Here I am taking the definition of isomorphism to be an injective homomorphism.
Suppose we have two finite fields of the same characteristic, $\mathbb{F}_{p^n}$ and $\mathbb{F}_{p^m}$ with $m<n$. Is there always an isomorphism $\phi:\mathbb{F}_{p^m}\rightarrow \mathbb{F}_{p^n}$?
If $m|n$ then we could use the same construction $\mathbb{F}_{p^m}[X]/(P)$ where $P$ is an irreducible polynomial in $\mathbb{F}_{p^m}[X]$ such that $\deg(P)m=n$. Since this would produce a field of the same characteristic and cardinality, it would provide an isomorphism.
Does anyone have any references on this topic? Thanks in advance.
There is a homomorphism (note: all homomorphisms of fields are injective) $\mathbb{F}_{p^n} \to \mathbb{F}_{p^m}$ exactly when $n\mid m$.
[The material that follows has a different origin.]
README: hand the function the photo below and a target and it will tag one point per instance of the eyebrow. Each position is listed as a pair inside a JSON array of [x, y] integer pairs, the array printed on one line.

You have already shown one direction. For the other, assume that such a map exists. Then $\mathbb{F}_{p^m}$ is naturally a vector space over $\mathbb{F}_{p^n}$, which implies that $|\mathbb{F}_{p^m}| = |\mathbb{F}_{p^n}|^k$ for some $k\geq 1$, so that $p^m = p^{kn}$, therefore $m=kn$.